Office of Management and Budget Director Shaun Donovan testified on several successes his office has seen with IT efficiency and billions in savings in recent years, but a House appropriations subcommittee told him it’d be hard to grant his requested increase in IT spending for fiscal year 2016.
OMB asked for an extra $15 million in the president’s fiscal 2016 budget request, which would bring its total spending through its Information Technology Oversight and Reform, or ITOR, fund to $35 million.
“That’s a pretty big increase,” said Ander Crenshaw, the Republican chairman of the House Appropriations Subcommittee on Financial Services and General Government from Florida. “It might be difficult for us to maybe provide you those funds.”
“We think it’s justified because the early results from what we’ve been doing on ITOR had real positive impacts and much bigger cost savings. We think this could have a big, big impact on savings,” Donovan said, adding that contracting costs have started to come down for the first time in a decade. “We are making progress in those places.”
OMB hopes to devote a chunk of the potential budget to adding 71 new workers. Most of those hires would go toward the U.S. Digital Service team. Currently the ITOR funds 41 positions, Donovan said.
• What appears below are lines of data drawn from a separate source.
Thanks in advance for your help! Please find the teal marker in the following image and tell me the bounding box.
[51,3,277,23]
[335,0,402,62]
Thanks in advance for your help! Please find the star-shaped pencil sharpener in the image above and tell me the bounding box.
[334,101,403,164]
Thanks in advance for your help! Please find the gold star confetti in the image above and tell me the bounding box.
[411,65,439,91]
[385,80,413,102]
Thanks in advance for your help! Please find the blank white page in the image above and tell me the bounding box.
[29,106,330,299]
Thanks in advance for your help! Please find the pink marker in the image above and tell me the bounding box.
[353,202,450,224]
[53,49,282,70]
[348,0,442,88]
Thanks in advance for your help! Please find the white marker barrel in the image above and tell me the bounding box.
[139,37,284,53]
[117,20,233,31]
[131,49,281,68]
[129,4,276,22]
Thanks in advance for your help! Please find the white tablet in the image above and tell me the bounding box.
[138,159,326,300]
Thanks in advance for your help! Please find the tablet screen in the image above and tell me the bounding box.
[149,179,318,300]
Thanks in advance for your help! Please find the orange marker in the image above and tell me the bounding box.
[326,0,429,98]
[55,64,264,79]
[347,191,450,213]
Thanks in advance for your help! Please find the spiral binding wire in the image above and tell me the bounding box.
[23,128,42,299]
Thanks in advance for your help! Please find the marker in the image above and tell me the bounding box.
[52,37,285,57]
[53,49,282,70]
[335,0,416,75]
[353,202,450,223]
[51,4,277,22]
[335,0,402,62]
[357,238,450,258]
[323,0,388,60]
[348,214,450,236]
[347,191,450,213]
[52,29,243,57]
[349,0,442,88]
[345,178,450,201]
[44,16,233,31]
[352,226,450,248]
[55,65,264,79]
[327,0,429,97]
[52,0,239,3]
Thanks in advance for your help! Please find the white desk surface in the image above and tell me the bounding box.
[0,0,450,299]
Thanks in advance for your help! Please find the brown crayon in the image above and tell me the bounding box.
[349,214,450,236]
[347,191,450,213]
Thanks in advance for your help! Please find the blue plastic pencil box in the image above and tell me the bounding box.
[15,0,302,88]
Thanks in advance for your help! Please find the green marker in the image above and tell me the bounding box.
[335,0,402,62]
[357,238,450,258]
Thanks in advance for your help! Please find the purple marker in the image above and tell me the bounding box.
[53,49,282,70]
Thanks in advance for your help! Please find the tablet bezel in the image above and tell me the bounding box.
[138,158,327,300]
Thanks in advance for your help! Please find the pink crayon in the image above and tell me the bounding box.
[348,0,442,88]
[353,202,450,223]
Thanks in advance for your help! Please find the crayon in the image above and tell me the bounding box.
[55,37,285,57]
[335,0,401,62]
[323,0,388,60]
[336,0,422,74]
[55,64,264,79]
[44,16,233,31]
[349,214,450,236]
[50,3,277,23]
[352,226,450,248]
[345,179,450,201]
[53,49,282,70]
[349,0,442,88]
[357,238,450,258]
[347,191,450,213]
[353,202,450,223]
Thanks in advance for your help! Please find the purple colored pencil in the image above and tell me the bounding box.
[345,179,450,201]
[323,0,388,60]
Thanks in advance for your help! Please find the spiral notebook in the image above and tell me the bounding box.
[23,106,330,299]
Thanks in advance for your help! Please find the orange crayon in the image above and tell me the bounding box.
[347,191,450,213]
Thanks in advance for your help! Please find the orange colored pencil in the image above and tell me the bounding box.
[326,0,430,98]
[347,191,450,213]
The director spoke highly of his office’s ability to recruit new talent that could expedite technology development with big savings. He pointed to a specific example within the Department of Veterans Affairs to demonstrate what “talented engineers from Google and Facebook and a range of other leading-edge technology companies” are doing in the federal government.
“Three engineers from the Digital Service went to work on the Veteran Employment Services [Office] and their technology at the VA,” Donovan said. “Within three months — a cost of $175,00 — they’d done work that the VA had expected to spend $25 million on over many years. And that’s just one small example of the way this kind of investment in the staff [who] are at the leading edge of technology could help not only improve government service to our veteran and many others but also to reduce costs over the long term.”
The subcommittee was worried about OMB’s ability to more than double the team in just a year with qualified candidates, but Donovan said the demand from this nongovernment community engineers and technologists couldn’t be passed up.
“We could show you a list of names at this point, the demand has surprised even us, which is why we felt we needed to jump on it,” he said.
OMB also hopes to devote a portion of its budget to better IT acquisition and management for the greater federal government through category management.
“Part of the problem is that we act too much right now like many, many different agencies as opposed to one federal government: the number of licenses we have on particular software products, the way that we buy our hardware,” he said. Consolidating IT is a popular tactic in the private sector and the United Kingdom, which is saving between 10 and 15 percent on IT acquisition costs by eliminating redundancies.
Some members of the subcommittee struggled to understand where federal IT stands — if it’s gotten any better compared to the private sector, and — if it has — can it keep the progress up? Donovan said many of OMB’s efforts, like PortfolioStat, have generated about $2.5 billion in savings and costs are continuing to drop.
“The good news here is that we have made progress with the investments we’ve made, but I will also say there’s a significant distance to go,” he said. “What we’ve seen is both the quality of the way government contracts and implements technology improving … At the same time we’re seeing costs are going down, really for the first time we’re starting to bend the cost curve.”